NOTICE OF PROPOSED NLC RULEMAKING - PDF
August 14, 2018, is the date of the meeting “at which the rule will be considered and voted upon”. To post a comment(s) on a rule, go to https://www.ncsbn.org/enlcrules.htm
Historically, in 1999, the Arkansas Legislature passed the original Nurse Licensure Compact (NLC) and it was implemented in July 1, 2000. The Enhanced Nurse Licensure Compact (eNLC) is an updated version of the previous NLC. The eNLC allows for registered nurses (RNs) and licensed practical/vocational nurses (LPN/VNs) to have one multistate license, with the privilege to practice physically, electronically or telephonically in both their home state (Primary State of Residence) and other states that have joined the eNLC.
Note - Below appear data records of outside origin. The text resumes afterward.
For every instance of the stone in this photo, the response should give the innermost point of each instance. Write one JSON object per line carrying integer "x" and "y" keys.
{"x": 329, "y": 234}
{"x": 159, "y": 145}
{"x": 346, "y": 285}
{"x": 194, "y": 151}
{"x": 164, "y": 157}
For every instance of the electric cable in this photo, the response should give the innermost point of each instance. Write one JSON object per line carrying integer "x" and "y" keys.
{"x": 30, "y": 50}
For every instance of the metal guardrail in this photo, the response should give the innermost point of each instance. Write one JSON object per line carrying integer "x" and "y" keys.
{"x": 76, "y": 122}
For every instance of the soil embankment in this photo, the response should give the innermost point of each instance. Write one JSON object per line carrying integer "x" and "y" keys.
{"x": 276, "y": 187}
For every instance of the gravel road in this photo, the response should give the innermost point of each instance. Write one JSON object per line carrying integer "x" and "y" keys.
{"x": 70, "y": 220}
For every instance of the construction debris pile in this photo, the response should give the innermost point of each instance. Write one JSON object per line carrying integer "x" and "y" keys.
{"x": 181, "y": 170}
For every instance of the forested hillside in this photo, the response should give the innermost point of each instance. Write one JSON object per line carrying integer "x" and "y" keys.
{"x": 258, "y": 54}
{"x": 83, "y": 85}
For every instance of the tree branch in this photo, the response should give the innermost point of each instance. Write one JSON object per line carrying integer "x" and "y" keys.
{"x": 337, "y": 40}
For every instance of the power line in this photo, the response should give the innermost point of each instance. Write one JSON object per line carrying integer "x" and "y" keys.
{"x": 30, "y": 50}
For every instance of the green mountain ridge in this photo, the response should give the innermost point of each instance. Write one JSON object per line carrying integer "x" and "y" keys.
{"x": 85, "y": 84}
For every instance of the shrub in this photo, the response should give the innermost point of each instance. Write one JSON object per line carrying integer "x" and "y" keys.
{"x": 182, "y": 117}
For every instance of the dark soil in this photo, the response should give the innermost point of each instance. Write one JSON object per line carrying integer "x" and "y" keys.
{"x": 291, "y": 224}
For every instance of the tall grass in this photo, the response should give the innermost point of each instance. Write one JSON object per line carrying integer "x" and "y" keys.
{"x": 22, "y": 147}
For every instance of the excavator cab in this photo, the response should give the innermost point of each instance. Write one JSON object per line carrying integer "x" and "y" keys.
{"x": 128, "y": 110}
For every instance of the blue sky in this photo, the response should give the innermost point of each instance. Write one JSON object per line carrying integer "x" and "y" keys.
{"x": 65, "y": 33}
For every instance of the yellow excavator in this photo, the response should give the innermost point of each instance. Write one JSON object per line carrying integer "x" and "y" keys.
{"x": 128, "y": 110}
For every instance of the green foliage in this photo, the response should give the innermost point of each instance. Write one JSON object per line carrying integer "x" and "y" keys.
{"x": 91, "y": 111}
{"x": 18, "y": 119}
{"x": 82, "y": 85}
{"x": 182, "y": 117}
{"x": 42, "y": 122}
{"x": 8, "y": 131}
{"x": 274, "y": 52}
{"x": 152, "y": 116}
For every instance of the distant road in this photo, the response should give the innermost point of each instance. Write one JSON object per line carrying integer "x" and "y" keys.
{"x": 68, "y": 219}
The Arkansas legislature passed the eNLC at the 2017 General Assembly and this allowed the state to enter into the eNLC. The official implementation date for the eNLC is January 19, 2018. There are new features in the provisions of the legislation of the eNLC. Licensing standards are aligned in eNLC states so all applicants for a multistate nursing license are required to meet the same standards. One of those requirements includes that in order to obtain a multistate license, new licensees must meet 11 uniform licensure requirements as identified here - Uniform Licensure Requirements for a Multistate License. So just because a nurse is licensed in an eNLC state, it does not mean a multistate license was automatically issued. The nurse may just have a single state license. The status of a nursing license can be verified for participating states (Arkansas is a participating state) at www.nursys.com. If the original state of nurse licensure is not a Nursys® participant, contact the original state licensing board.
Nurses must follow the laws and regulations of the state in which nursing practice occurs. In the case of electronic practice (telenursing), nurses must adhere to the practice standards of the state in which the client receives care.
Advanced Practice Registered Nurses (APRNs)
Historically, in 2002, the National Council of State Boards of Nursing Delegate Assembly approved the adoption of model language of a licensure compact for advanced practice registered nurses (APRNs). Only those states that have adopted the RN and LPN/VN enhanced Nurse Licensure Compact may implement a compact for APRNs. On March 15, 2004, Utah became the first state to enter into the APRN Compact. Iowa followed in 2005. At this time no date has been set for the implementation of the APRN Compact.
APRNs are not issued a license under the eNLC. The APRN must have an active Arkansas APRN license or a multistate license with the privilege to practice in Arkansas.